This is precisely why I don't link with glibc anymore.

musl has its own approach to this, it's called nscd

It would have avoided the "running code as root" part, but it would still allow an attacker to control the result of the function call.

I mean, the problem being solved here isn't exactly a bad problem to try to solve. You either permanently hard-code `/etc/passwd` as the user database, and `/etc/resolv.conf` as the source of DNS server information, or you allow these to be handled in a more complex way (thus allowing YellowPages, LDAP, or whatever you can imagine).

  • Obviously, if you tie the ability to handle those things to your filesystem layout, either by loading dynamic libraries from whatever is /usr/lib, or by reading /etc/whatever.conf, or even providing a whole virtual mount à la /proc, chroot'ing gives you both with the ability to override the system-wide policy for yourself (pretty reasonable for DNS lookups, kinda dubious for username lookups) and the opportunity to accidentally pwn yourself.

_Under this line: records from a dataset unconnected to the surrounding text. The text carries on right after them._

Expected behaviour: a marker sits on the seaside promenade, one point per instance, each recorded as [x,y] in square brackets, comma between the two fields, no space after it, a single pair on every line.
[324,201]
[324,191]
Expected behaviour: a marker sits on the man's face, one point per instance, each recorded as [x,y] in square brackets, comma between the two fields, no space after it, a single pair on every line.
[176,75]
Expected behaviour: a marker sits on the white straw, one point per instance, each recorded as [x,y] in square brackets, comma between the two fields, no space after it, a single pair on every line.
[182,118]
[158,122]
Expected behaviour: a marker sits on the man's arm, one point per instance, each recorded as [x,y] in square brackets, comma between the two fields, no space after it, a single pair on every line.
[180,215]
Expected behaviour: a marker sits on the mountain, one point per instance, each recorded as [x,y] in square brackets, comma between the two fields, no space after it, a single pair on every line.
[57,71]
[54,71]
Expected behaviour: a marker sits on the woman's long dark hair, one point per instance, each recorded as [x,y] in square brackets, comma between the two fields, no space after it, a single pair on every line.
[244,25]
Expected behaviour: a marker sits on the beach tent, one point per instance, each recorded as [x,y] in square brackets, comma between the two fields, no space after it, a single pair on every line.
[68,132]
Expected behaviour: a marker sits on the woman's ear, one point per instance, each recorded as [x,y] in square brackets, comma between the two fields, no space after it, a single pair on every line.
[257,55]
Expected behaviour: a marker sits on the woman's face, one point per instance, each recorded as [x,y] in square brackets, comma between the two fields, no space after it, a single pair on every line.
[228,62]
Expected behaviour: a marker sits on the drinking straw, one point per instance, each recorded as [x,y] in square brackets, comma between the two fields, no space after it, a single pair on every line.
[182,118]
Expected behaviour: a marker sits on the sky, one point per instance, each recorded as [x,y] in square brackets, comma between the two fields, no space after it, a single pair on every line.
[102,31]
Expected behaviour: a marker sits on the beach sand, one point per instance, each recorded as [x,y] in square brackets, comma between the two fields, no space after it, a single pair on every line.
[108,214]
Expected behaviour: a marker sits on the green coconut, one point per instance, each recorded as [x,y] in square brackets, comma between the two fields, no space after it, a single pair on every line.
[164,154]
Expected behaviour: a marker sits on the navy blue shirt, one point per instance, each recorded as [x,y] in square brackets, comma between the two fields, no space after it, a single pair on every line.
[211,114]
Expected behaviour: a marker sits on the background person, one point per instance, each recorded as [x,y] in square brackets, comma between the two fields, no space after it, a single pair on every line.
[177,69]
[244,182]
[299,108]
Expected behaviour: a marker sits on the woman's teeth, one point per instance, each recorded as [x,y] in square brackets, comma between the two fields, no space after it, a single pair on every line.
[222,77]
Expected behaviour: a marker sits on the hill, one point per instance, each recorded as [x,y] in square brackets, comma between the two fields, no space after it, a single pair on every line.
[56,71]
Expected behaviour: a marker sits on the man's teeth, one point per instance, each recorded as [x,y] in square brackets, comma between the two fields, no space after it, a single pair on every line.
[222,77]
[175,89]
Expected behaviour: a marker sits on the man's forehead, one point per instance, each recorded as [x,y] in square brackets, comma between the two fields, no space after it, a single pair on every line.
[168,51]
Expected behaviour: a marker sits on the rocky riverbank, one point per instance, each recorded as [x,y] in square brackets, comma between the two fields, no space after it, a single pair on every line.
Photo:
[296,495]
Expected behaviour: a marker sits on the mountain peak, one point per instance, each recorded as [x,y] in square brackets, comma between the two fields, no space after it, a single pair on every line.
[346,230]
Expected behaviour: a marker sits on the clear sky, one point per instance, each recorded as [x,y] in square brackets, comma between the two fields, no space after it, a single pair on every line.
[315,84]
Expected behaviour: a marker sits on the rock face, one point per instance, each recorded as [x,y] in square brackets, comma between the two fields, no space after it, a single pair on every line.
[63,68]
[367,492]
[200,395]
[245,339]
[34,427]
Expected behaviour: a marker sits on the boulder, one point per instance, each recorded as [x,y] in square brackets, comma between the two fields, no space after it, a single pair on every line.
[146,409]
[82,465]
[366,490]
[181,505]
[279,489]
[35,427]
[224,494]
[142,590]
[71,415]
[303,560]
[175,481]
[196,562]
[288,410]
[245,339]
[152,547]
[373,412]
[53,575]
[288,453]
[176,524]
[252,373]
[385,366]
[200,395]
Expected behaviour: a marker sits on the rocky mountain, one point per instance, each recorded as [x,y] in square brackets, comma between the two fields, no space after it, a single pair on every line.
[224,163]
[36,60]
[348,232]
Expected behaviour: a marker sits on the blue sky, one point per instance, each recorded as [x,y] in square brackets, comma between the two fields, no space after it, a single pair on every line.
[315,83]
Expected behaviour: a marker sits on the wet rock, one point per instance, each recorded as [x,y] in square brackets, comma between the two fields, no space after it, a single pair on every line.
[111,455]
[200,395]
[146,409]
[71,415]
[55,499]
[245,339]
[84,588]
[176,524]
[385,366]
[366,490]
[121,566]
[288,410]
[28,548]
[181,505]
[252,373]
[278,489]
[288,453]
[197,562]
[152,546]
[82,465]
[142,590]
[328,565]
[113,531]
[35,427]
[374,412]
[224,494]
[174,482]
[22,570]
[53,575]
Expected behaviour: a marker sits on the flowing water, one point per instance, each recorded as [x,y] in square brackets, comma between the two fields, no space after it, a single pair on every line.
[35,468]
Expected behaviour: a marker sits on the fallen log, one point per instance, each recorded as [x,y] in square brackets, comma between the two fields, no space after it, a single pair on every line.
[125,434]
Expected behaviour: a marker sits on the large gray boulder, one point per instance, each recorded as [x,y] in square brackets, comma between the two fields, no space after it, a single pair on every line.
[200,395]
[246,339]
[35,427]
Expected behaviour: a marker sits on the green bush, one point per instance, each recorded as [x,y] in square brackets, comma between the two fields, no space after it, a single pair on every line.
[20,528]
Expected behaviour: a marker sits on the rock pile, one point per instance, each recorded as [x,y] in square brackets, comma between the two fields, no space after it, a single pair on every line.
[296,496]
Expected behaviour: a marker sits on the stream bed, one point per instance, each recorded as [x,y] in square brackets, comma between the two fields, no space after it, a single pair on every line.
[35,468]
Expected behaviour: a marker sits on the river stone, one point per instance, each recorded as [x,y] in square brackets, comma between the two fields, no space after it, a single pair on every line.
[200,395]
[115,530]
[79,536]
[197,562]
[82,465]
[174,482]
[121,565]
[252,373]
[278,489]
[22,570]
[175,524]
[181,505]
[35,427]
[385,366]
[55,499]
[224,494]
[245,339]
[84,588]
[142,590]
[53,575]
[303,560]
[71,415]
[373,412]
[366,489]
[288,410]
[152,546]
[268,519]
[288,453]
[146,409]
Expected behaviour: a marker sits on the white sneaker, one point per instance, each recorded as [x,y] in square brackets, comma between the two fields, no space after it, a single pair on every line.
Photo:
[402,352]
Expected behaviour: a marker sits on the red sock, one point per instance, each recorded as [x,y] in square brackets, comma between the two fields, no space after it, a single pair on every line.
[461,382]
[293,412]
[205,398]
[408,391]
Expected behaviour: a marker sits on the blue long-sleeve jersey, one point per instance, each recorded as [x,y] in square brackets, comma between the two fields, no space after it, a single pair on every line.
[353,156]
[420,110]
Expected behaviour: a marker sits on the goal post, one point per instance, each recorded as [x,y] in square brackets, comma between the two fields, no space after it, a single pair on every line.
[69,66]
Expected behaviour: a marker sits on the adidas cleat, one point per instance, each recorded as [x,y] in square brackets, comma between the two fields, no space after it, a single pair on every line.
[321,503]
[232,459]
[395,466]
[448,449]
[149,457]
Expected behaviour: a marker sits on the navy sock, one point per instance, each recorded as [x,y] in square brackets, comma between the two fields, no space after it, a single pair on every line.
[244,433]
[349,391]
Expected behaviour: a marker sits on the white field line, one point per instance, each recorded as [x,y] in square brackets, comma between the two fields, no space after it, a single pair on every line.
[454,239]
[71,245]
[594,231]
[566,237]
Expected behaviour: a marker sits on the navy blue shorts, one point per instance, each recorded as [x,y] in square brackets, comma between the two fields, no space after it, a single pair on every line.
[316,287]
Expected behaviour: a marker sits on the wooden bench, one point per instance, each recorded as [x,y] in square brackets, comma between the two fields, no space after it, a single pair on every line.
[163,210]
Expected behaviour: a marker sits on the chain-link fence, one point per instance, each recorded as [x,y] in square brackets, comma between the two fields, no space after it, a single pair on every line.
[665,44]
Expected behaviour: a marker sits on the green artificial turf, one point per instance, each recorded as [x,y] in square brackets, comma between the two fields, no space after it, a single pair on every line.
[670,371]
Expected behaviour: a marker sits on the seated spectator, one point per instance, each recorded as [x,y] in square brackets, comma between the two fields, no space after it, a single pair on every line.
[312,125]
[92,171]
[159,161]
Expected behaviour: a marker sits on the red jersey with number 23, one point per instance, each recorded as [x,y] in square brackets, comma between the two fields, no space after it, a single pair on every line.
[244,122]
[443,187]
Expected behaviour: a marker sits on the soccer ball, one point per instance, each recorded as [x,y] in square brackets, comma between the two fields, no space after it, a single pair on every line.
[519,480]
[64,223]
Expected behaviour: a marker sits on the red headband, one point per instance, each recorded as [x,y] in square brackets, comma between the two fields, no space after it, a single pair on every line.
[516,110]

    Frankly, sometimes I feel that on Linux, root should be restricted to executing/loading only a whitelist of executables/shared objects, identified by hash of the contents, not the file paths. But then again, you'll need a allow_for_root(1) utility to maintain this whitelist, and people absolutely will call it in their setup scripts in all kinds of dubious manner.

    • What alternative solution do you actually propose here?

      To clarify, the kernel doesn't (well, it gets complicated with things like NFSv4 but let's just ignore that since it doesn't really make or break my point) know anything about users or groups. It _only_ has the ability to manage some integers on a per-process basis and tie those into integers attached to files.

      Assuming for now that we want to keep this like that, if you want to tie names to those numbers, you have to have some kind of database. If not by reading a config file, or by running some random code, or by some virtual file system (unless I misunderstood ?), what other options do you have?

      Unix sockets have the same issue. There are abstract namespace sockets, but these don't exactly help solve the core problem, since now changing the network namespace can get you in the same trouble. This also covers any other kind of socket.

      Even if the kernel did have the capacity to maintain this information, something would need to load it or back it, and that something could fall afoul of similar bugs.

      > root should be restricted to executing/loading only a whitelist of executables/shared objects

      It should already be possible to achieve this with IMA I believe?

      > But then again, you'll need a allow_for_root(1) utility to maintain this whitelist, and people absolutely will call it in their setup scripts in all kinds of dubious manner.

      You'd just keep the signing keys off the machine and either sign things off the host or sign them with presence detection and an HSM.